What are the requirements and changes?
The revisions to Standard CTS.03.01.09 consist of the following:
Revised element of performance (EP) 1 that requires organizations to use a standardized tool or instrument to monitor an individual’s progress
New EP 2 that requires organizations to analyze the data generated by this activity and use the results to inform the individual’s goals and objectives as needed
Revised EP 2, renumbered as EP 3, that requires organizations to use their data to evaluate outcomes of care, treatment, or services provided to the population(s) they serve
Treatment Planning With Brief Addiction Monitor Assessments
Brief addiction monitor assessments, or BAM, can help by:
- Determining the patient’s strengths
- Indicating the presence of a problem
- Providing evidence of goal achievement by measuring progress on objectives.
- Targeting and measuring the effectiveness of interventions for specific deficiencies in the patient’s lifestyle.
“Enhanced precision and consistency in disease assessment, tracking, and treatment to achieve optimal outcomes”
In the past 30 days (or 7 days if it’s a follow-up), how many days have you felt depressed, anxious, angry or very upset throughout most of the day?
In the past 30 days (or 7 days if it’s a follow-up), how many days did you drink ANY alcohol?
The Measurement-Based Care Approach
All clients in treatment for SUD receive a baseline BAM upon admission to the program.
The baseline data and feedback (MET) session inform treatment planning.
Follow-up BAMs are administered repeatedly throughout the client’s course of treatment, typically every 30 days, just prior to treatment plan reviews, and at the transition between levels of care.
The follow-up data and feedback sessions inform adaptive treatment efforts. Follow-up BAMs also may be administered as a mechanism of outreach, via MET, to out-of-treatment clients.

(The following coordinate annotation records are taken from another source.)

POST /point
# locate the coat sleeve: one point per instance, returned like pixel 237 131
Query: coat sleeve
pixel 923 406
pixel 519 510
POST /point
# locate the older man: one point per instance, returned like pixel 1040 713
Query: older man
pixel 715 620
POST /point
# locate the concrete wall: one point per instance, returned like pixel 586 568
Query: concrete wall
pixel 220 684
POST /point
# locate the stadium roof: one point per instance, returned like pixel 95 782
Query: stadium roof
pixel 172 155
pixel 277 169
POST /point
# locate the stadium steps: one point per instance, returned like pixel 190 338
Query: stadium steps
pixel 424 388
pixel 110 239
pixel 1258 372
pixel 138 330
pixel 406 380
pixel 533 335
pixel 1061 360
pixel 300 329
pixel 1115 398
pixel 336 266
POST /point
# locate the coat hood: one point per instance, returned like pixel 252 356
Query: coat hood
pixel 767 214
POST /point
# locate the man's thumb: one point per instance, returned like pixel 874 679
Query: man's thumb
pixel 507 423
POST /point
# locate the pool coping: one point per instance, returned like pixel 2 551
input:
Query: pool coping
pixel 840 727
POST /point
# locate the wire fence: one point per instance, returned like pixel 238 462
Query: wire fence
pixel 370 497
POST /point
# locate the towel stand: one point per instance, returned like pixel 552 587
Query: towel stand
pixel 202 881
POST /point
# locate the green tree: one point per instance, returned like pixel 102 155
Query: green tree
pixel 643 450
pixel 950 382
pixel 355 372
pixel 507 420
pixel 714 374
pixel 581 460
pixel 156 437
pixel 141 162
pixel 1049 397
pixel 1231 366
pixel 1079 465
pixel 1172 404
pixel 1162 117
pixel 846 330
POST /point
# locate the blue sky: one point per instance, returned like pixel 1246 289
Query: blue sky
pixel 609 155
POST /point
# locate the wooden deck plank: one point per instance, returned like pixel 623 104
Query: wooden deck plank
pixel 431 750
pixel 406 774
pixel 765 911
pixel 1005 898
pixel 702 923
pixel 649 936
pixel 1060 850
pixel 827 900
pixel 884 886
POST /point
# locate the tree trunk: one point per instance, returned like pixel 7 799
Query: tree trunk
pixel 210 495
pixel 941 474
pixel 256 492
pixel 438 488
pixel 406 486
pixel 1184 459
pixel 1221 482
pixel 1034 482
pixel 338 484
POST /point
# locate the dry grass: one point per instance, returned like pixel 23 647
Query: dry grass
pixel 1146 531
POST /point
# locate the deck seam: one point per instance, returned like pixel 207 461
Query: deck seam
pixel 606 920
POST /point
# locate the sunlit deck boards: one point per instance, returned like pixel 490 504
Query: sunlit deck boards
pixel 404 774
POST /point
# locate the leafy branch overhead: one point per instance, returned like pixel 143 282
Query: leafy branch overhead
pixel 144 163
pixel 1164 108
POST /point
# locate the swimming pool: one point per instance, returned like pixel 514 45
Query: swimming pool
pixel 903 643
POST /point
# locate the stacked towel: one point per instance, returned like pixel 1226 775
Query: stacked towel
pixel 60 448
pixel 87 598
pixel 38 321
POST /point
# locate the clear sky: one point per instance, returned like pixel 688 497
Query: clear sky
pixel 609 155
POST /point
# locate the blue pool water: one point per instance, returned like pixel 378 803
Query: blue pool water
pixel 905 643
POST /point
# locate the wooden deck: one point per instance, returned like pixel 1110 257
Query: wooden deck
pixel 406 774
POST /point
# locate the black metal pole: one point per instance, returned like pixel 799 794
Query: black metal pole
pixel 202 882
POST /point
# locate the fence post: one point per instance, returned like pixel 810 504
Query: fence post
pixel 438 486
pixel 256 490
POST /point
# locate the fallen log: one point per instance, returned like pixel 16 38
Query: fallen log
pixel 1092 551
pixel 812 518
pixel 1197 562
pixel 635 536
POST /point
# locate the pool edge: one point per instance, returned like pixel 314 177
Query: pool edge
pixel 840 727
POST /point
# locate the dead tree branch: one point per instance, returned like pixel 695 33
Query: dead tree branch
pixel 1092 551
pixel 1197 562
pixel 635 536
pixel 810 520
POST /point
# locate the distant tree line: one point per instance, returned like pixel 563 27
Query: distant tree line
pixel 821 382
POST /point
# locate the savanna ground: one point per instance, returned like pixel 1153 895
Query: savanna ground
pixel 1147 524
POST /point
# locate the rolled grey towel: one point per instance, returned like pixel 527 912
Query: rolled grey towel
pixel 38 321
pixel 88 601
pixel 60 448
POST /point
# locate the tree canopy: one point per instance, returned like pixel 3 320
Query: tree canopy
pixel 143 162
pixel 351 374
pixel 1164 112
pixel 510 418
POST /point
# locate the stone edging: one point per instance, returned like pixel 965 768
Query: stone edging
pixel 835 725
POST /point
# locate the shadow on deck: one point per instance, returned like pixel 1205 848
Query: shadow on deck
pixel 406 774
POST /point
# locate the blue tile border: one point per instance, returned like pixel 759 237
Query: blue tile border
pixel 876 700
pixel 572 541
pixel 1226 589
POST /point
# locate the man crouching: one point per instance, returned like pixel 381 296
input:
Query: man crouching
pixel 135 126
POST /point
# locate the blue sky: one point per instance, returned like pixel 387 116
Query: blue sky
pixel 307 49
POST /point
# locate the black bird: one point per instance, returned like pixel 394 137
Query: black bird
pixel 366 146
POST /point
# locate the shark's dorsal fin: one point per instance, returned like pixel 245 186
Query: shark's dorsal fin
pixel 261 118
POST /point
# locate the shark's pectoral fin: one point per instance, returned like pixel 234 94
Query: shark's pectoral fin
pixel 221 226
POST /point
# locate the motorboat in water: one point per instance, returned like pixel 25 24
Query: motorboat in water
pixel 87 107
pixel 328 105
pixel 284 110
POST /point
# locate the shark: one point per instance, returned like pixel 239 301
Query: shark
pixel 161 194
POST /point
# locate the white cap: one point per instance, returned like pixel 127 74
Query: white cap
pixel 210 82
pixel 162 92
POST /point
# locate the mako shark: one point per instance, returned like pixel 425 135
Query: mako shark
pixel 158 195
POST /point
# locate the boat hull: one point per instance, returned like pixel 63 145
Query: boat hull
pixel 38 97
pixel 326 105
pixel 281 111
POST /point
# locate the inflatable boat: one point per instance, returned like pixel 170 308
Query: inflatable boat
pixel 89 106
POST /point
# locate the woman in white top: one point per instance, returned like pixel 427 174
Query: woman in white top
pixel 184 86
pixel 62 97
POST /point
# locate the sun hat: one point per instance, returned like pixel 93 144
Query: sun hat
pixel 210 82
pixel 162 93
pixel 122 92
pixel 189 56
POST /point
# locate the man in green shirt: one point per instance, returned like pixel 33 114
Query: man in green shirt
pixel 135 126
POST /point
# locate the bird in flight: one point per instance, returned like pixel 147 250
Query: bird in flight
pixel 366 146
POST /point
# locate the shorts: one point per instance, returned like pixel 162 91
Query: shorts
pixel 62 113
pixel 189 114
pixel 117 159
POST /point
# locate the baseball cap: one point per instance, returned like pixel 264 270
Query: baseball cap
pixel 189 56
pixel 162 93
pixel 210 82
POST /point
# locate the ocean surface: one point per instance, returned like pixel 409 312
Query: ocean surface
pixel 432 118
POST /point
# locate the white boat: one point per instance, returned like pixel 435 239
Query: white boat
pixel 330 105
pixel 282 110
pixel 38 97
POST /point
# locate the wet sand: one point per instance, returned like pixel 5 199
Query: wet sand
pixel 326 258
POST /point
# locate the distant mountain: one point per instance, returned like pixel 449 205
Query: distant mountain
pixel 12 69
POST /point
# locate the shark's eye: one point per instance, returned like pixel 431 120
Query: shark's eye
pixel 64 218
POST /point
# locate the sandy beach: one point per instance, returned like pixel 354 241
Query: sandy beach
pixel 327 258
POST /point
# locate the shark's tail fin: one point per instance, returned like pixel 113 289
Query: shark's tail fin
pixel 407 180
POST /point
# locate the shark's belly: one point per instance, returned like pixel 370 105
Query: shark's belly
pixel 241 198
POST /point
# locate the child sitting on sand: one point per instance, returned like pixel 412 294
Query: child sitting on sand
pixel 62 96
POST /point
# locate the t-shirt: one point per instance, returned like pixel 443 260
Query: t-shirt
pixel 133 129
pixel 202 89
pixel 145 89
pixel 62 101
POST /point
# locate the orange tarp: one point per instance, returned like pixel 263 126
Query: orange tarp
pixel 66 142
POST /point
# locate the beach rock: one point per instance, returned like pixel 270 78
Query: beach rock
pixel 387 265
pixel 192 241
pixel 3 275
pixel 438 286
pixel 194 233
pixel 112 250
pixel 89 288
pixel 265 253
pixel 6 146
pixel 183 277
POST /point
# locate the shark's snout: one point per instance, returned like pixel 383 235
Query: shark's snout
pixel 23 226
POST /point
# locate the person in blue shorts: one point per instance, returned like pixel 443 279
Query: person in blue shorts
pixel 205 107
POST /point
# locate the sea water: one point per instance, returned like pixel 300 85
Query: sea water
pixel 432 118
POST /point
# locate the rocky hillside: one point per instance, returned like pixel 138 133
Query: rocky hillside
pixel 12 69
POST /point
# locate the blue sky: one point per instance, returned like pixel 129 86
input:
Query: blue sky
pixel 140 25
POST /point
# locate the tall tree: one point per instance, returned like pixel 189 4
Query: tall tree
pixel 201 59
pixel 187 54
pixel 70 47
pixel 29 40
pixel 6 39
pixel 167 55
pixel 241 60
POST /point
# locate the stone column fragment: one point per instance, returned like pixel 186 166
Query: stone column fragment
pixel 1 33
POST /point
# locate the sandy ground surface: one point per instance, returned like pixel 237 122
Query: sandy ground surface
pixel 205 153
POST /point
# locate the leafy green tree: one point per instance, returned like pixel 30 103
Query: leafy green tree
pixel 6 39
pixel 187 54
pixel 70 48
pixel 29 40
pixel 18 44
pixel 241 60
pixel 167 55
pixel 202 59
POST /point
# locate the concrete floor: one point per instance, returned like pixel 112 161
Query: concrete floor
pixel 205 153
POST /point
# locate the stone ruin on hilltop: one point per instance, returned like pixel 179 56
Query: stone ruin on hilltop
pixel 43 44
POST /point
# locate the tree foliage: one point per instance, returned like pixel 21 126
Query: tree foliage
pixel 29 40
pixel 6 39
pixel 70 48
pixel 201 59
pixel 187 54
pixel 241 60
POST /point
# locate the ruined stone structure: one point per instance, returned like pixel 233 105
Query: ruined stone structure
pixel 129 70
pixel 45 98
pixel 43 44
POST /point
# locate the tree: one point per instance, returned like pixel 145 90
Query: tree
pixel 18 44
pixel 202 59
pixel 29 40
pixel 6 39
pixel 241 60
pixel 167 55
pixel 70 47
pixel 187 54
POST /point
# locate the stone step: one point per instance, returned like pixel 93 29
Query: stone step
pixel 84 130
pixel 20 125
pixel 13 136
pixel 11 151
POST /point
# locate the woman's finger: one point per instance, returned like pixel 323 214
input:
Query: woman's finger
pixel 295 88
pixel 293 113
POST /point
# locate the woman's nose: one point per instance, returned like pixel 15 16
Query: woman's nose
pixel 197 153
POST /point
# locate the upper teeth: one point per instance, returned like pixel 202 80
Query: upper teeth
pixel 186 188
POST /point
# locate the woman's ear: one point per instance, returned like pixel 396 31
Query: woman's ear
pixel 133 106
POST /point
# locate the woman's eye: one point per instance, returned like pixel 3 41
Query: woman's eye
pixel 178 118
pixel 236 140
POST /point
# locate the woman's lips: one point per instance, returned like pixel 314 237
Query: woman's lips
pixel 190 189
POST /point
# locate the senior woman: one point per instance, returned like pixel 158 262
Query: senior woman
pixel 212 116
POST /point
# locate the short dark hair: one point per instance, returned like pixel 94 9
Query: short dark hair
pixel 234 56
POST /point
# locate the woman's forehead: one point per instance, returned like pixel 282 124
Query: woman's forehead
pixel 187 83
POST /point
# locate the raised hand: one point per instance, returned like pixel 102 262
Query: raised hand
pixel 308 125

Treatment Planning and the BAM: Interventions Based on Items
Specific items to attend to, and suggested referrals, include:
- #1 (health), refer to primary care
- #3 (mood), proceed to further assessment, i.e., suicide risk, and confer with MH Treatment Coordinator
- #5,6,7 (heavy alcohol use, any drug use, specific drug use), any reported use warrants discussion with the client to consider adjusting treatment (e.g., a higher level of care or changing modality)
- #8 (craving), consider medicinal adjuncts, i.e., naltrexone, acamprosate.
- #14 (adequate income), consider CWT, HUD-VASH, vocational counseling.
- #16 (social support), consider adding network support
- #17 (satisfaction with progress), warrants discussion of modifications or supplements to treatment
Note: Examining scores from individual items as described above is the most clinically relevant use of this measure. Composite scoring is supplementary and very preliminary. It is based on clinical judgment rather than empirical data.